5.2. Policy Implications

Based on the above analysis, the policy recommendations are proposed as follows.

Firstly, the problem of reducing carbon emissions should be considered in terms of population. The human production and consumption behaviors have the determinant function on economic development, the industrial structure, and technological innovation; thus, it makes more sense to focus on the population while reducing carbon emissions. As aging has gradually become a trend in the development of the world’s population in recent years, it is necessary to pay attention to the important role of demographic changes on regional carbon emissions. Appropriate policies should be created to fully exploit the impact of population aging on carbon reduction. To alleviate the pressure brought about by population aging as much as possible, policies can be focused on the features of the arrangements and adjustments of social structures and socioeconomic institutions for older adults. Moreover, promoting cooperation between the young and older adults is a good alternative.

Secondly, heterogeneous governance strategies based on regional development differences should be implemented. Nowadays, there still exists the relative backwardness condition of older adults’ social security coverage in the central and western regions of China. Moreover, older adults usually have much lower income levels, pension insurance coverage rates, and basic medical insurance participation rates.

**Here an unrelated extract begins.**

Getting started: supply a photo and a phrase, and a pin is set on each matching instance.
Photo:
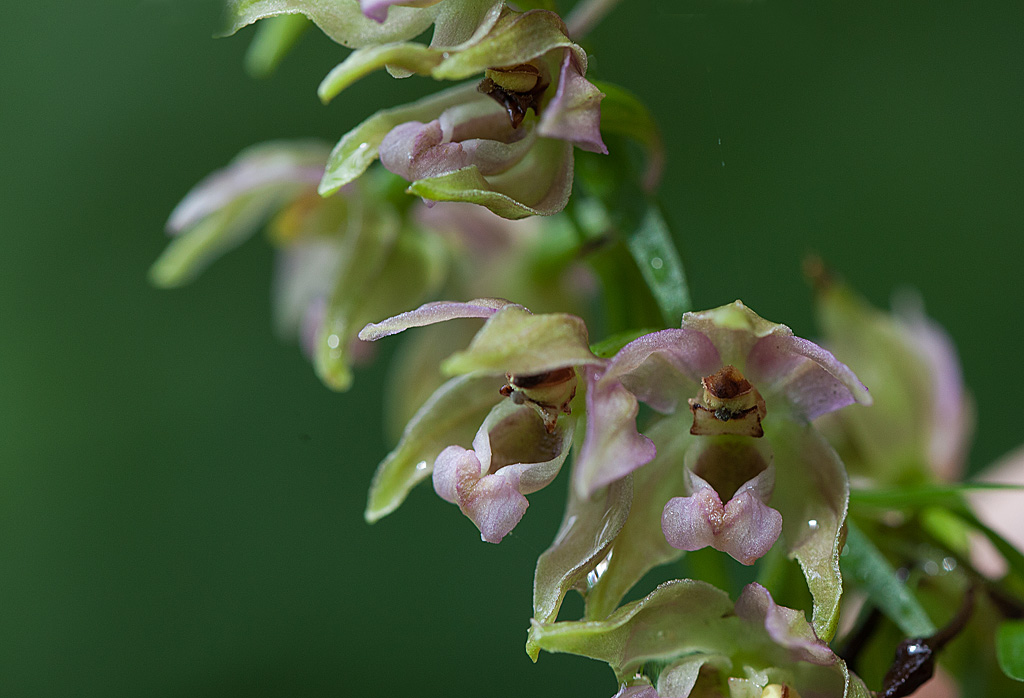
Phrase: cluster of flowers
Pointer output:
(751, 434)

Therefore, governments should strengthen their support for older adults in the central and western regions and give appropriate policy welfare to them in these districts. For instance, establish the minimum income guarantee system and purchase a certain amount of community services to improve the income level and life quality of old adults, thus achieving the goal of reducing carbon emissions.

Thirdly, it is necessary to increase investments in human capital through the way of improving the quality and quantity of labor resources of older adults. In order to increase older adults’ options for education and training, a flexible retirement age can be chosen to realize the growth of life expectancy. And some relevant regulations on the employment of them can be developed to encourage enterprises to eliminate age discrimination and intergenerational conflicts in the employment of older adults, thus reducing the crowding-out effect of population aging on human capital investment.

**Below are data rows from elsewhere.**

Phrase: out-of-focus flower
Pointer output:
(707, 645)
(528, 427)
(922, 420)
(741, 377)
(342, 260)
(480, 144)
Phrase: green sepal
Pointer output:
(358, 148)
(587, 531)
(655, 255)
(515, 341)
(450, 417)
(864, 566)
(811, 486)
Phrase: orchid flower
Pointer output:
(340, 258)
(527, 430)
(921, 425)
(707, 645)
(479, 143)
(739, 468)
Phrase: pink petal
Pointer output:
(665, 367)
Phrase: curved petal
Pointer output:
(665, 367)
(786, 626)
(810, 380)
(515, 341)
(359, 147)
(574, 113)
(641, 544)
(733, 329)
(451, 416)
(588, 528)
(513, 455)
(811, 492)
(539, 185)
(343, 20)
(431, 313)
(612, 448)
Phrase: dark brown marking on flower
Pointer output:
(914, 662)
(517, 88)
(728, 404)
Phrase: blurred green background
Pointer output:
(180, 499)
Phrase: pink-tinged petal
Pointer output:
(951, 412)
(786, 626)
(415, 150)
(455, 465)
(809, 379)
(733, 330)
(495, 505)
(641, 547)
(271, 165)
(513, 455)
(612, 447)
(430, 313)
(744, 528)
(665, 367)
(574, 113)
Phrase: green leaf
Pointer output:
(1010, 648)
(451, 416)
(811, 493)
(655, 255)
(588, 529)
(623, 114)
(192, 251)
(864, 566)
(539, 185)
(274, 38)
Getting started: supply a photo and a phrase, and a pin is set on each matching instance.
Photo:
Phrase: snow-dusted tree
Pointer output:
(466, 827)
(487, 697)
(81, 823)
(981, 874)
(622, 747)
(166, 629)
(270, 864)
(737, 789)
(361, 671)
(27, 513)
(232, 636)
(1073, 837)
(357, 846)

Moreover, low-carbon consumption concepts and behaviors should be encouraged in the whole society. Therefore, governments should give correct guidance to citizens about the consumption patterns of social groups, including how to lessen their need for high-energy-consuming products and unnecessary daily expenses. At the same time, governments must put forward their efforts to promote energy conservation and environmental protection, encourage more environmentally friendly and low-carbon modes of transportation, and accelerate the formation of green and low-carbon lifestyles and consumption patterns for all the regions in China.

5.3. Research Limitation and Future Work

This study concentrates upon the bilateral effects of population aging, providing a theoretical reference to facilitate regional green and sustainable development. Nevertheless, there still exist certain limitations which demand to be enhanced further. For one thing, on account of data availability, the indicators we chose cannot accurately cover the various aspects of regional population aging, such as aging size, aging structure, and aging quality. Therefore, a more complicated evaluation system is preferred to enhance the practical significance of relative research. For another thing, this study focuses on the different dimensions of the effects and fails to capture various and specific paths to maintain the positive function of population aging, which will be the expanded orientation of the follow-up work.